In other words, the LLM is a service provided by an operating system to facilitate interaction in natural language, interface with video and audio, generation and transformation of computer programs, etc. just as an operating system today is expected to contain services for mapipulating files, scheduling processes, communicating over networks, and providing access to peripheral devices. As LLMs migrate from cloud services to open source locally-hosted software components (I posted here on 2023-12-13 on tools that make an LLM accessible via Linux shell scripts), they will become less magic and more a mundane software service one uses when appropriate just like a SQL database back-end.

Seen this way, we shouldn’t expect an LLM to “grow up” into an artificial general intelligence (AGI) system, but rather act as the “speech centre” of a larger and more complex system that contains other modules for planning, homeostasis, locomotion, etc. just as the brain localises those functions in different areas.

Toward this end, here is a rant from Karpathy on 2023-12-09 on 𝕏 about the “hallucination problem” in LLMs, which I present here as text for easier quoting.

On the “hallucination problem”

I always struggle a bit with I’m asked about the “hallucination problem” in LLMs. Because, in some sense, hallucination is all LLMs do.
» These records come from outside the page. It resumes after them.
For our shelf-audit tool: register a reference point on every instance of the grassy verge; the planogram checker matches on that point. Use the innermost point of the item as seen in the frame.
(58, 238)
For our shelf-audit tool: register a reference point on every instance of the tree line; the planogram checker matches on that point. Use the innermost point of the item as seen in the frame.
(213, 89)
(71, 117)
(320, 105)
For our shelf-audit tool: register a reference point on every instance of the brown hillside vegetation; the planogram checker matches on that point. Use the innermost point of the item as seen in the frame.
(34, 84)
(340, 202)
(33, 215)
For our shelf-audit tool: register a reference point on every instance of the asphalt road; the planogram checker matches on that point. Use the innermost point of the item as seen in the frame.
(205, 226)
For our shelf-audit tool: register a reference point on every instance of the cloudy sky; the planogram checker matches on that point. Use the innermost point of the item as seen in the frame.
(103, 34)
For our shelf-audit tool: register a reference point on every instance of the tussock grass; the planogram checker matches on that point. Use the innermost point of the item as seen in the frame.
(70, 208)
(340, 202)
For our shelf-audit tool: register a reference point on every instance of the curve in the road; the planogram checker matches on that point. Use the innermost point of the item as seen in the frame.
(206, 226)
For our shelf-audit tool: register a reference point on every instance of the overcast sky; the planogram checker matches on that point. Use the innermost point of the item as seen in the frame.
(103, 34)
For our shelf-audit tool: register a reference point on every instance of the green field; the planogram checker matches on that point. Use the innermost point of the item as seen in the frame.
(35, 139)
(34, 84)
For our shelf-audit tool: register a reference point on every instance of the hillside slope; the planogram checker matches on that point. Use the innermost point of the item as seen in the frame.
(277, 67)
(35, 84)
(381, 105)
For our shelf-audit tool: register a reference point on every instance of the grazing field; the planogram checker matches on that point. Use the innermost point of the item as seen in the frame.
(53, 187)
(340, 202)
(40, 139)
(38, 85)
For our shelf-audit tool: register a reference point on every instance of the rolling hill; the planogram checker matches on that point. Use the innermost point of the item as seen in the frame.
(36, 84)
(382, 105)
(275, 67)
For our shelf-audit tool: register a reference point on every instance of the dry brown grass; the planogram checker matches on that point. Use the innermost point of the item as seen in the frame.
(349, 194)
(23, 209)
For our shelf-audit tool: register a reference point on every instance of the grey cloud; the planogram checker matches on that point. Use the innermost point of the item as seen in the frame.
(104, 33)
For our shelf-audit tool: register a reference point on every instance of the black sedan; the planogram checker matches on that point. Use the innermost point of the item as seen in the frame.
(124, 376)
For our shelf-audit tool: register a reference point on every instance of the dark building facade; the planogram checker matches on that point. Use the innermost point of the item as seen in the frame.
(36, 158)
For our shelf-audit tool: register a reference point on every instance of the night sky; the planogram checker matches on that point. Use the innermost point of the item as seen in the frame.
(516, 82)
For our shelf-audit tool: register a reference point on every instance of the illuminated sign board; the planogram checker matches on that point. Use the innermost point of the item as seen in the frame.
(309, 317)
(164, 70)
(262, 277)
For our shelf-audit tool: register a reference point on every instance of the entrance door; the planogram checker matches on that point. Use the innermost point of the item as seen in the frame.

They are dream machines.

We direct their dreams with prompts. The prompts start the dream, and based on the LLM’s hazy recollection of its training documents, most of the time the result goes someplace useful.

It’s only when the dreams go into deemed factually incorrect territory that we label it a “hallucination”. It looks like a bug, but it’s just the LLM doing what it always does.

At the other end of the extreme consider a search engine. It takes the prompt and just returns one of the most similar “training documents” it has in its database, verbatim. You could say that this search engine has a “creativity problem” - it will never respond with something new. An LLM is 100% dreaming and has the hallucination problem. A search engine is 0% dreaming and has the creativity problem.

All that said, I realize that what people actually mean is they don’t want an LLM Assistant (a product like ChatGPT etc.) to hallucinate. An LLM Assistant is a lot more complex system than just the LLM itself, even if one is at the heart of it. There are many ways to mitigate hallcuinations in these systems - using Retrieval Augmented Generation (RAG) to more strongly anchor the dreams in real data through in-context learning is maybe the most common one. Disagreements between multiple samples, reflection, verification chains. Decoding uncertainty from activations. Tool use. All an active and very interesting areas of research.

TLDR I know I’m being super pedantic but the LLM has no “hallucination problem”. Hallucination is not a bug, it is LLM’s greatest feature. The LLM Assistant has a hallucination problem, and we should fix it.

</rant> Okay I feel much better now :).